A senior leader said Sonia Gandhi and Rahul could have met the Punjab Chief Minister. “Whether he sought an appointment or not is immaterial. The CM was in Delhi for two days, they could have met him,” the leader said.
Rawat said the Congress president is expected to take key decisions related to Punjab in the first or second week of July. However, opinion in the Punjab Congress appeared divided after the latest developments.
“These are like tasks given to a school kid. I don’t know what the high command is trying to do. They are humiliating the Chief Minister, and unnecessarily complicating matters,” a leader close to Singh said.
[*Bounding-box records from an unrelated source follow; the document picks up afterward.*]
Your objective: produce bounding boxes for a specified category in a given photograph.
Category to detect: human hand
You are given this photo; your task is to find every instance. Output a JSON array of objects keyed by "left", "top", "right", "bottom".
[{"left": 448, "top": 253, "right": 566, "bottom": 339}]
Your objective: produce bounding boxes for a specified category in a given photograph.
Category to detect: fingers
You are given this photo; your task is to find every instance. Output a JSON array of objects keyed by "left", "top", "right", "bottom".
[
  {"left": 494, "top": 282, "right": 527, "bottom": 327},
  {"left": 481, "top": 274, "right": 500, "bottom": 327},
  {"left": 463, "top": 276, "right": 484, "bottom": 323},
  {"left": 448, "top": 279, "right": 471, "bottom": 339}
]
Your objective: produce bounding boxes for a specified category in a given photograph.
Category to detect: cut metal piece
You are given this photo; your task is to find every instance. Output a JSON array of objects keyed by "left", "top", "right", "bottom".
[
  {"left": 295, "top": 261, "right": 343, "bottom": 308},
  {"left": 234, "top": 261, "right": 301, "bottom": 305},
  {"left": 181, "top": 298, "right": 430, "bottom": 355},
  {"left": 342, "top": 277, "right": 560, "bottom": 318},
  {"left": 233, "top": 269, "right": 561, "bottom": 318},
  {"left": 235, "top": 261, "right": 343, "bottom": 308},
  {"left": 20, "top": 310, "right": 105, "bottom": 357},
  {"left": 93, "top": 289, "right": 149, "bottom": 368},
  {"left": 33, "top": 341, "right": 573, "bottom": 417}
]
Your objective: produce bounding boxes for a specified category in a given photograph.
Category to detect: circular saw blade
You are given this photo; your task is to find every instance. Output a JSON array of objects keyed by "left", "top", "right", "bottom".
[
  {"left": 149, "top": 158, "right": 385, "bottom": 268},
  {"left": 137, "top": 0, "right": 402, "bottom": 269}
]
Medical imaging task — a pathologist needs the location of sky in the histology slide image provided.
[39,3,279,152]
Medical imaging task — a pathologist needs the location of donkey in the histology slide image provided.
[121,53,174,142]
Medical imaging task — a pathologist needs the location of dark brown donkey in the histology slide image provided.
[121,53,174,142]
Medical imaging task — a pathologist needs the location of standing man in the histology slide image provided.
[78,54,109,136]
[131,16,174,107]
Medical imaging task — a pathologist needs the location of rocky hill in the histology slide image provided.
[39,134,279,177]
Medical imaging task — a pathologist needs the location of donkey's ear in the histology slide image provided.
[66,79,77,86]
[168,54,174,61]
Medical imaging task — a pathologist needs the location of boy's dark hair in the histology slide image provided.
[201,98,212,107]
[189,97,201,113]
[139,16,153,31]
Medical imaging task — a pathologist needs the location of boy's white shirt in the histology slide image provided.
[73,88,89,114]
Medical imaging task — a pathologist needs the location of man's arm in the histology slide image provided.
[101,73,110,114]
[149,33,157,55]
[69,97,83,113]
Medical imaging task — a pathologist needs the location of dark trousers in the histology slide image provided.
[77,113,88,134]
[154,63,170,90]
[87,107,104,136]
However, one of the Chief Minister’s critics said the high command had asserted itself for the first time. “He has been cut to size. His desperation, too, is evident. He has appeared before the panel twice, going to the Parliament office of Kharge yesterday. Has any Chief Minister ever been summoned like this? Look at his decision to give government jobs to the sons of two MLAs…all of these show that he is feeling the heat,” the leader said.
In Punjab, one of the two MLAs, Fateh Jung Singh Bajwa, said he had written to the Home Department to convey the inability of his son to take up the government job. Besides Fateh’s son, the state government had decided to give a job to MLA Rakesh Pandey’s son as Naib Tehsildar.
On Wednesday, referring to this issue, Jakhar blamed “a few advisors” of the Chief Minister who were “giving him wrong suggestions and making him take wrong decisions”.
Rawat, meanwhile, said while 95 per cent of the manifesto promises have been implemented, some are “work in progress”. “He (Amarinder Singh) will be looking into drugs and sacrilege… He has promised that he will scrap some agreements with private thermal plants,” Rawat said, adding that the high command has asked Singh to take action in the Bargari case within the ambit of law.
On the time frame given to Singh, Rawat said: “He told us that he will get the matters examined legally and get back to us.” Rawat also said that the high command has taken note of the “issues” Sidhu has raised.
On Sunday, speaking to The Indian Express, Sindhu had said that while he is not seeking any post in the government or party, he can’t be used as a “showpiece” by “selfish, vested interests” to win elections. Asked about Sidhu’s statements, Rawat said he will examine them.